L'avantage d'une conversation, c'est qu'elle fait passer le temps. Et pour la première fois depuis longtemps, celle qu'ont les deux anciens amants est plutôt agréable, tout comme le repas qu'ils partagent. Un moment qui sera peut être bien trop rapidement terminé, tandis que l'heure tourne et qu'ils en arrivent déjà aux desserts, mais qui fera surement beaucoup pour au moins poser de nouvelles bases moins viciées entre les deux scientifiques.
Elle ne dit rien aux remarques légèrement blessantes d’Almassar, prenant pour elle le fait de traiter son fiancé de « malheureux élu » et préfère se concentrer sur sa nourriture. La conversation change heureusement, l’enchanteur le suivant sur sa tentative pour essayer d’égayer ce moment.
Il commence par présenter son grimoire qui répond au nom d’Ivoire, une information que la noble enregistre. Il décrit sa création et elle ne dit pas un mot, l’observant parler de manière si passionnée et sans perdre une miette de son repas. Ce sont loin des repas sophistiqués dont elle a l’habitude, mais elle apprécie ce côté plus rustique et moins raffiné. Le noble tique à nouveau quand son ancien amant évoque la possibilité qu’elle l’ait surveillé, mais préfère encore rester muette. Quand enfin son tour arrive, les desserts sont servis et Saehlia dépose sa cuillère pour commencer à répondre.
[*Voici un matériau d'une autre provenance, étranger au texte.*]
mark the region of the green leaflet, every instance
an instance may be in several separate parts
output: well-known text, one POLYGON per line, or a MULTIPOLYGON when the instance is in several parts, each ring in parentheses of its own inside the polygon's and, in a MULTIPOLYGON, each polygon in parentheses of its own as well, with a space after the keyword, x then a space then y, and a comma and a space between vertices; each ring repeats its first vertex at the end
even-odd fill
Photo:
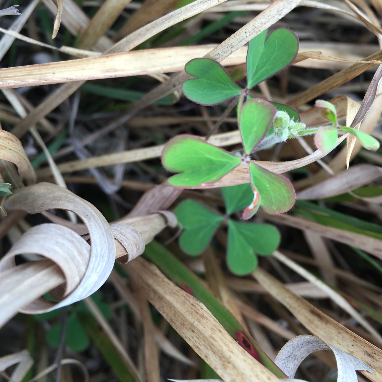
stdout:
POLYGON ((340 129, 356 137, 361 144, 367 150, 375 151, 379 148, 379 142, 378 141, 363 131, 360 131, 359 130, 354 129, 352 127, 346 127, 345 126, 340 128, 340 129))
POLYGON ((196 78, 183 83, 182 90, 188 98, 197 104, 217 105, 241 92, 223 66, 209 58, 191 60, 185 70, 196 78))
POLYGON ((298 40, 291 31, 280 28, 265 39, 267 32, 266 29, 249 42, 247 54, 248 89, 290 65, 298 51, 298 40))
POLYGON ((200 254, 207 248, 223 217, 193 200, 185 200, 174 212, 184 231, 179 238, 182 250, 200 254))
POLYGON ((327 101, 323 99, 318 99, 316 101, 314 106, 316 107, 321 107, 324 109, 321 114, 324 118, 332 122, 335 126, 337 126, 338 123, 337 120, 337 111, 334 105, 327 101))
MULTIPOLYGON (((61 323, 57 322, 47 332, 47 342, 52 348, 58 347, 62 327, 61 323)), ((68 317, 65 342, 72 350, 76 352, 83 351, 90 345, 89 338, 75 313, 72 313, 68 317)))
POLYGON ((261 205, 267 213, 282 214, 295 204, 295 189, 286 178, 249 163, 251 181, 259 191, 261 205))
POLYGON ((239 120, 243 146, 249 155, 267 135, 276 108, 261 98, 253 98, 243 105, 239 120))
POLYGON ((180 172, 169 184, 193 187, 219 180, 240 164, 241 160, 198 137, 178 135, 163 149, 162 163, 169 171, 180 172))
POLYGON ((249 183, 222 187, 221 191, 228 215, 244 209, 253 199, 253 191, 249 183))
POLYGON ((320 126, 314 135, 314 144, 323 154, 331 151, 337 144, 338 131, 334 126, 320 126))
POLYGON ((270 254, 277 249, 280 234, 270 224, 228 222, 227 264, 231 272, 245 275, 257 266, 256 254, 270 254))
POLYGON ((12 186, 10 183, 0 182, 0 196, 7 196, 12 195, 12 191, 9 189, 12 186))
« Je vais commencer par mettre une chose au clair : je ne t’ai pas surveillé. Simplement, quand je t’ai croisé à la Ville Aquatique, j’ai demandé à Alfred de me dire ce que tu es devenu. Il a juste fait une petite recherche rapide pour me dire que tu étais devenu enchanteur et avait une boutique à la Capitale qui fonctionne plutôt bien. J’ignorais même que tu avais une boutique à la Forteresse. Je me suis presque plus intéressée à Ivoire qu’à toi, alors ne t’inquiètes pas là-dessus, je ne t’ai pas surveillé toutes ces années. »
Les choses enfin éclaircies, la noble prend enfin plaisir à déguster son dessert. Elle plonge sa cuillère dans la glace se trouvant entre deux morceaux de chou, la goûtant avec un air satisfait. Elle se met ensuite à se battre avec la pâtisserie tout en continuant de parler.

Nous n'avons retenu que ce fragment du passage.